Ecological and sustainable house by Snøhetta: ZEB Pilot House
The ZEB Pilot House is a project completed by Snøhetta in collaboration with The Research Center on Zero Emissions Building. Located in Larvik, Norway, this single family residence is an example of ecological and sustainable house.
“Snøhetta is an active partner within ZEB (The Research Center on Zero Emission Buildings). The ZEB Multi-Comfort House is a cooperation between Snøhetta, Scandinavia’s largest independent research body SINTEF, ZEB partner Brødrene Dahl, and Optimera. The volume of the house describes a single family house, however, the building is intended for use as a demonstration platform to facilitate learning on building methodology for plus houses with integrated sustainable solutions.
To achieve ZEB-OM classification the project is required to document and verify a minimum of 100% CO2 offsetting. Renewable energy production via photovoltaic and solar-thermal panels integrated in the building envelope enables offsetting of carbon emissions generated by the burning of fossil fuels in power stations. By offsetting in this manner we reduce emission of other greenhouse gasses simultaneously. Focus on carbon emissions associated with building materials represents a new direction in the vital drive toward a sustainable construction industry.

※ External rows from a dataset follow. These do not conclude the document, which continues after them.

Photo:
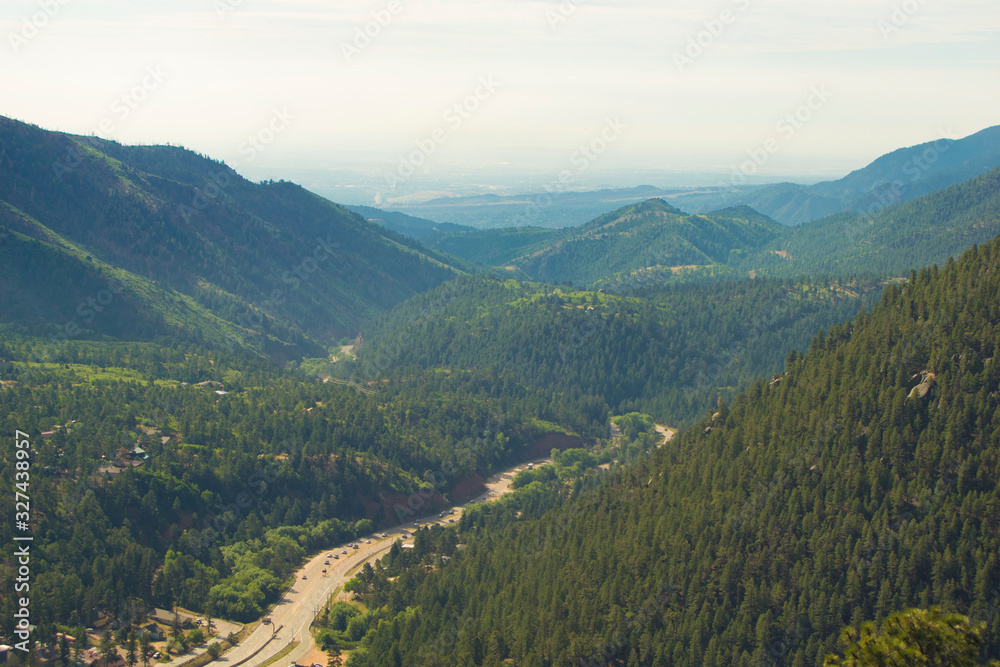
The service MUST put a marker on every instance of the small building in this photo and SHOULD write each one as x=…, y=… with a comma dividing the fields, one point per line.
x=166, y=617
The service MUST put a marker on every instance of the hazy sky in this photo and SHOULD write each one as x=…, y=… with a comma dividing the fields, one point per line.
x=687, y=85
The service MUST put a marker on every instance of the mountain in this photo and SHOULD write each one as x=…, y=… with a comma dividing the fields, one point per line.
x=552, y=208
x=921, y=232
x=650, y=234
x=899, y=176
x=668, y=351
x=861, y=481
x=406, y=225
x=194, y=245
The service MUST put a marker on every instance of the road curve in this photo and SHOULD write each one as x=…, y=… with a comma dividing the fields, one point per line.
x=302, y=602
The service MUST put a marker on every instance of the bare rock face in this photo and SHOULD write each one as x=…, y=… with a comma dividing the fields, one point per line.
x=927, y=380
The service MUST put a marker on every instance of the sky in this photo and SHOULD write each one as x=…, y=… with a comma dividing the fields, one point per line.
x=405, y=88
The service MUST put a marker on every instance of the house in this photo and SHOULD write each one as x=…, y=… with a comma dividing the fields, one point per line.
x=101, y=620
x=166, y=617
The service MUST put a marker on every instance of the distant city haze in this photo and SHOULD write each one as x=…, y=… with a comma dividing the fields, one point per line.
x=385, y=99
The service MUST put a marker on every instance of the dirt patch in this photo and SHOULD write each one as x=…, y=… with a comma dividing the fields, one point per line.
x=388, y=516
x=470, y=487
x=544, y=445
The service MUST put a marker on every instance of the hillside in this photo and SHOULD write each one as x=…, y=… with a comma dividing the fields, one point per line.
x=553, y=208
x=896, y=177
x=261, y=265
x=864, y=480
x=412, y=227
x=648, y=235
x=922, y=232
x=670, y=352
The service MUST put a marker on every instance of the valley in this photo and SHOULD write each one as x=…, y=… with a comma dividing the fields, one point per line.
x=218, y=388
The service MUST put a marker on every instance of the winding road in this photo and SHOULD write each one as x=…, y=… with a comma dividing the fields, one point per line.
x=294, y=613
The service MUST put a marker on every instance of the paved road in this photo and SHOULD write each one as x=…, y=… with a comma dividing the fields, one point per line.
x=296, y=611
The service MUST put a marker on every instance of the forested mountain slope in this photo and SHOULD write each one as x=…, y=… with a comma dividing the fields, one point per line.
x=244, y=468
x=865, y=480
x=896, y=177
x=668, y=351
x=648, y=234
x=268, y=258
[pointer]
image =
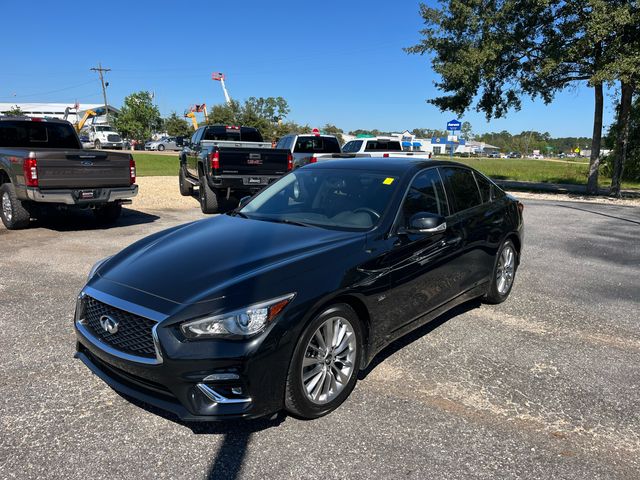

The house in the garden has a characteristic tilt towards southeast and a sloping roof surface clad with solar panels and collectors. These elements, together with geothermal energy from energy wells in the ground, will serve the energy needs of the family house and generate enough surplus to power an electric car year-round! For this to become a successful reality, architecture and technology must come together and ensure optimization of both comfort and energy use.
An outdoor atrium with fireplace and furnishing opens for outdoor dining from early spring to late fall. A feeling of cabin life, in one of the world’s most advanced family houses, in a room with walls of stacked firewood and bricks.
Materials used on interior surfaces have been chosen on the basis of their ability to contribute to good indoor climate and air quality as well as aesthetic qualities.
The project has a strong focus on retaining home-like qualities through non-quantifiable properties. Emotive comfort and sense of wellbeing have governed the design process to the same extent as energy demands. The grounds employ a variety of spaces that can be enjoyed year-round, with the inclusion of fruit trees and vegetable gardens to accommodate small scale food production.”